On 04/10/2017 03:00 PM, Bob kb8tq wrote:
Hi

On Apr 10, 2017, at 1:00 AM, Magnus Danielson <mag...@rubidium.dyndns.org> 
wrote:

God Morgon Attila,

On 04/09/2017 10:28 PM, Attila Kinali wrote:
On Tue, 4 Apr 2017 17:58:11 -0700
jimlux <jim...@earthlink.net> wrote:

The beauty of the system would be that you don't need a SAW filter
at all. If the input stage (LNA + mixer) has a high enough dynamic
range, then the (first) IF filer alone can remove all those out of
band interference. And at the same time, because the IF frequency
being low, you don't need any specialized filter components that
might not be available in a couple of months.

Of course, this doesn't really work that way when significantly
wider signals (E5) have to be caught together with "narrow band"
signals (L1 C/A or L2C).

You got it backwards.

You need to protect your LNA and mixer from other signals, not to be blocked 
out by out of band signals which is strong. That's why you have SAW filters to 
start with. This has become a larger issue these days.

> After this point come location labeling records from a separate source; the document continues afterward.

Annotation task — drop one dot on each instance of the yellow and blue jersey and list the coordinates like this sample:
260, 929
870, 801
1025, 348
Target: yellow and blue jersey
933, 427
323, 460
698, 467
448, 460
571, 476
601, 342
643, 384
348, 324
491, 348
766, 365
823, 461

So, considering that you already have them, then what good do they do for the 
different scenarios.

Unfortunately, the AD9361 does not offer the IF bandwith necessary.
Even though it has a high sample rate and can offer high bandwidth
capture of signals, the zero-IF nature of its design doesn't work
for this design approach. The IF of the AD9361 has a low pass filter
of at most 56MHz, ie it offers to capture a bandwith of 56MHz of
frequency space (using both I and Q channels). But the above approach
would need an IF of >200MHz, but it would be enough to only have a
single channel.

Only if you *need* the Galileo E5.

The other point with E5 is the nature of the data on the various sub signals. 
Galileo has three
classes of service and only one of them is free (open). As with traditional  L1 
/ L2 survey receivers, you
don’t *have* to recover full data from a signal for it to be useful. That said, 
the free (open) service
is only on one of the two sub signals. If you are building a L1 / L2 / L5 GNSS 
receiver, you might
well opt to only grab the lower part of the E5 signal.

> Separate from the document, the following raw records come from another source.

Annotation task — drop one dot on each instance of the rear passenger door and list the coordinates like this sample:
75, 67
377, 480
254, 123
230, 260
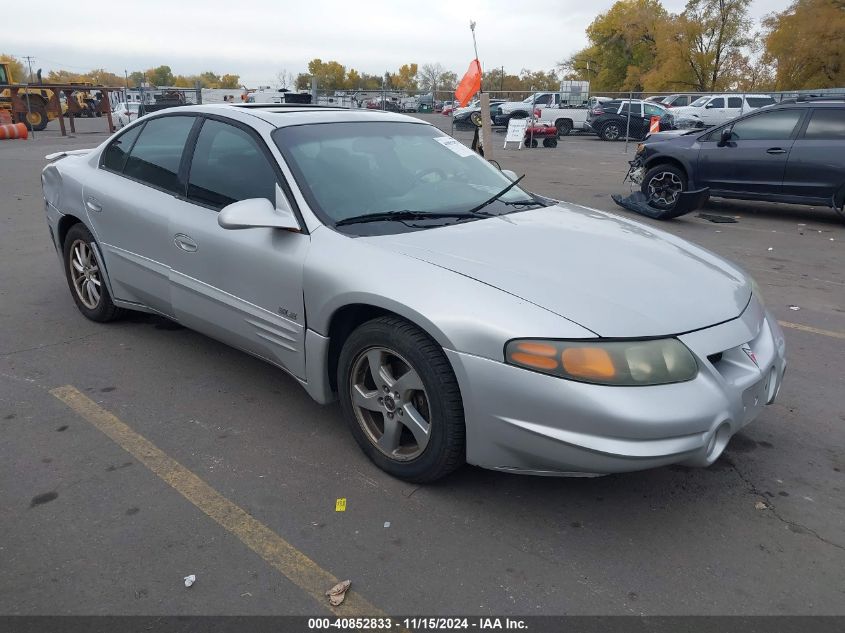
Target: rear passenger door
243, 287
816, 165
129, 201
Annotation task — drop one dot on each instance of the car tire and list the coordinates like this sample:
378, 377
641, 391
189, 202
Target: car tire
84, 277
411, 364
564, 127
611, 131
662, 184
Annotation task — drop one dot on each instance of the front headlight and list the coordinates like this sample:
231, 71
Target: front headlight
619, 363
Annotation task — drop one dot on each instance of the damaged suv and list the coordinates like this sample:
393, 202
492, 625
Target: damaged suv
792, 152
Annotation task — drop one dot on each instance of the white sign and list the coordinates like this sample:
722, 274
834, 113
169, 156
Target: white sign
456, 146
516, 131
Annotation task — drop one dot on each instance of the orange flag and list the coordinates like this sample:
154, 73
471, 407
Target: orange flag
470, 84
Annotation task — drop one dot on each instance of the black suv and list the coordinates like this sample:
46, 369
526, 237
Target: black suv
790, 152
609, 119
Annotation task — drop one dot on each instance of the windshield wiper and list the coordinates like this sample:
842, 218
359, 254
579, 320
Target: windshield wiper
407, 214
492, 199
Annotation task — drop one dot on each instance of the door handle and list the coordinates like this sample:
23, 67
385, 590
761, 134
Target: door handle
93, 204
185, 243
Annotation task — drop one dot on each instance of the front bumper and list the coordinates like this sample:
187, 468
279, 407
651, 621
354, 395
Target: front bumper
523, 421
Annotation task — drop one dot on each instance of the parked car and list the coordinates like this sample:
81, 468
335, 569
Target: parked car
124, 113
791, 152
719, 109
611, 121
678, 101
362, 253
470, 116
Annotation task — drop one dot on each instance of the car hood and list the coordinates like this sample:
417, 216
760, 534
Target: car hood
615, 277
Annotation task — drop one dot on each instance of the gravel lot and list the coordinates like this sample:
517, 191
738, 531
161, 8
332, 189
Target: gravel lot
89, 529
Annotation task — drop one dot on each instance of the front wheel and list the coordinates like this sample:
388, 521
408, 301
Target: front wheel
84, 277
401, 400
611, 132
663, 185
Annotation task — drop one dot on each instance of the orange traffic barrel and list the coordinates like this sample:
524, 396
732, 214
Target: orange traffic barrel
15, 130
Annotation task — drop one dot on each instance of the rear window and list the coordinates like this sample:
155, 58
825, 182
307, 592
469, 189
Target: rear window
826, 125
759, 102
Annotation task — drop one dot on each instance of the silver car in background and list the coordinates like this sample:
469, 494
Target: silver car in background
456, 316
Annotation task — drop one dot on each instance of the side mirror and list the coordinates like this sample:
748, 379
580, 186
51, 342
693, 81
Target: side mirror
259, 212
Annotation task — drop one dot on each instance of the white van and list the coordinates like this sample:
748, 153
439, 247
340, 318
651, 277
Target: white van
717, 109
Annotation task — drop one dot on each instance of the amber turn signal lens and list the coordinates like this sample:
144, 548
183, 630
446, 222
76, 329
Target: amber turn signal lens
588, 362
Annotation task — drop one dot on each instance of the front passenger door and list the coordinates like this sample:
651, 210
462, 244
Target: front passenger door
243, 287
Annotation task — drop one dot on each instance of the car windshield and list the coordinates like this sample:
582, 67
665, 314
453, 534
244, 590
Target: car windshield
360, 168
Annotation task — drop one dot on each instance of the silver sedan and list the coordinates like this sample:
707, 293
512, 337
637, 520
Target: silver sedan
455, 315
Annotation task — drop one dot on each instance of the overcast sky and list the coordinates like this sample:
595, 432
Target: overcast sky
257, 38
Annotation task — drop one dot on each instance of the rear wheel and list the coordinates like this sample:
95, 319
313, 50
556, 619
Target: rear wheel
663, 185
611, 131
401, 400
84, 277
564, 127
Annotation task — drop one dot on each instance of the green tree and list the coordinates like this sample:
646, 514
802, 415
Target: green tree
806, 44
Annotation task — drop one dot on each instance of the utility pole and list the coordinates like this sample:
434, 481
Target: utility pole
29, 59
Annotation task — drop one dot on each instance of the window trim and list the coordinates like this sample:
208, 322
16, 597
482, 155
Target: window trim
143, 122
188, 157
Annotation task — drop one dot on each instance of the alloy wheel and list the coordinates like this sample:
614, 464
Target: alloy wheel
85, 274
664, 188
390, 403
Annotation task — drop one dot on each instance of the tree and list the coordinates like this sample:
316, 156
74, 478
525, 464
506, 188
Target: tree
19, 74
623, 46
702, 48
160, 76
806, 44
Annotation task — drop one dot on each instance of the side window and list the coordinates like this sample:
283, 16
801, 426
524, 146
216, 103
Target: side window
770, 126
826, 125
114, 158
157, 153
228, 166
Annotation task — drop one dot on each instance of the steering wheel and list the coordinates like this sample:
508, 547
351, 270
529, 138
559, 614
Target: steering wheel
424, 174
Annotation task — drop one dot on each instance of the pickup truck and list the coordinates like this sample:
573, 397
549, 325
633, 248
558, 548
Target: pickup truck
553, 108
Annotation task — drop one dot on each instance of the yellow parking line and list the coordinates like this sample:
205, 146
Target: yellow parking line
812, 330
295, 565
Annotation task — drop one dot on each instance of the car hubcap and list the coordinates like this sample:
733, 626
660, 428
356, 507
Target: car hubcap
390, 403
85, 274
664, 188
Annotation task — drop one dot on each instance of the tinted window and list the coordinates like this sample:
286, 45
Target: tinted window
827, 125
773, 126
759, 102
228, 165
114, 158
158, 151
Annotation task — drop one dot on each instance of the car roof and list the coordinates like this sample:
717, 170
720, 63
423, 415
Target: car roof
284, 115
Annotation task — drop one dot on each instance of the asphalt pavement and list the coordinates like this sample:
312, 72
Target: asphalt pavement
94, 519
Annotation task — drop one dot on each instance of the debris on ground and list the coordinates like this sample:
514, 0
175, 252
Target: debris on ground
337, 593
687, 201
717, 219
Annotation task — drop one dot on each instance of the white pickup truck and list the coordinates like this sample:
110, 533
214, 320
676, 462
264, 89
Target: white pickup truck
553, 109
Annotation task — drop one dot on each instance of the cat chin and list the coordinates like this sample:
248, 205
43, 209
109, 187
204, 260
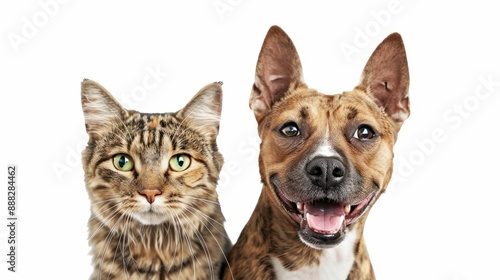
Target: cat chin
150, 218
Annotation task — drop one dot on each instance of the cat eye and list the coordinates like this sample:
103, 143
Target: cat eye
364, 132
123, 162
290, 129
180, 162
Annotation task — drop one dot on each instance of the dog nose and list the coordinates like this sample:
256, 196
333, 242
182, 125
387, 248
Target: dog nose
150, 194
325, 171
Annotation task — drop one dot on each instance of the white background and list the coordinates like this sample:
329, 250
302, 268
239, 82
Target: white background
439, 218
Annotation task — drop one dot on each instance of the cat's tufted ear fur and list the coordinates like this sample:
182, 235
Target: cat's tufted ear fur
204, 110
100, 108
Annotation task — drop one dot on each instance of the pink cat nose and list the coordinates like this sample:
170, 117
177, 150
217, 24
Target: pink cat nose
150, 194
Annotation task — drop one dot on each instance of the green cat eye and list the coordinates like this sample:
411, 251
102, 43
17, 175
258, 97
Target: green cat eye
180, 162
123, 162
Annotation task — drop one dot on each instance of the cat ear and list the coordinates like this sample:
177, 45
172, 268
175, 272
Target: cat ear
387, 79
278, 71
204, 110
100, 109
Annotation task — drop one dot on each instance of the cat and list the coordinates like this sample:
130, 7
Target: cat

You might also decide on a setup that only used two of the three bands. That 
would give you all
the data and ionospheric correction. It is a bit unclear what the third band 
would add other than a “cool factor”
if traditional criteria are used for the receiver design. There are various 
arguments for L1 / L5 and L1 / L2. One
could even make a case for L2  /  L5.

L2 and L5 is so close, that bringing them down together is relatively simple.

If you make a receiver today, it should be able to use any set of bands, including L2 only or L5 only. Even more refined than that, any set of signals. One should attempt to get any of the transmitted signal, so there might be L1 from one, L2 and L5 from one, L1 and L5 from one etc. Each signal contributes. Signal pairs and tripples allow for ionospheric estimation, with the added benefit.

Even if ionospheric correction is not a bit issue in your design, jamming 
probably should be for a design
targeted to run for many years into the future.. A broadband jammer 
(intentional or accidental) can fairly
easily take out one of the bands. It’s quite a bit harder to take out all of 
them at once. A lot would depend
on just how nasty an environment you intend to operate in, and how sensitive 
you are to occasional issues.

Lots of choices ….

Indeed. I have been advocating for use of multiple bands, besides L1, and for multiple GNSS. This helps to build signal redundancy. Such receivers should not be too expensive eventually.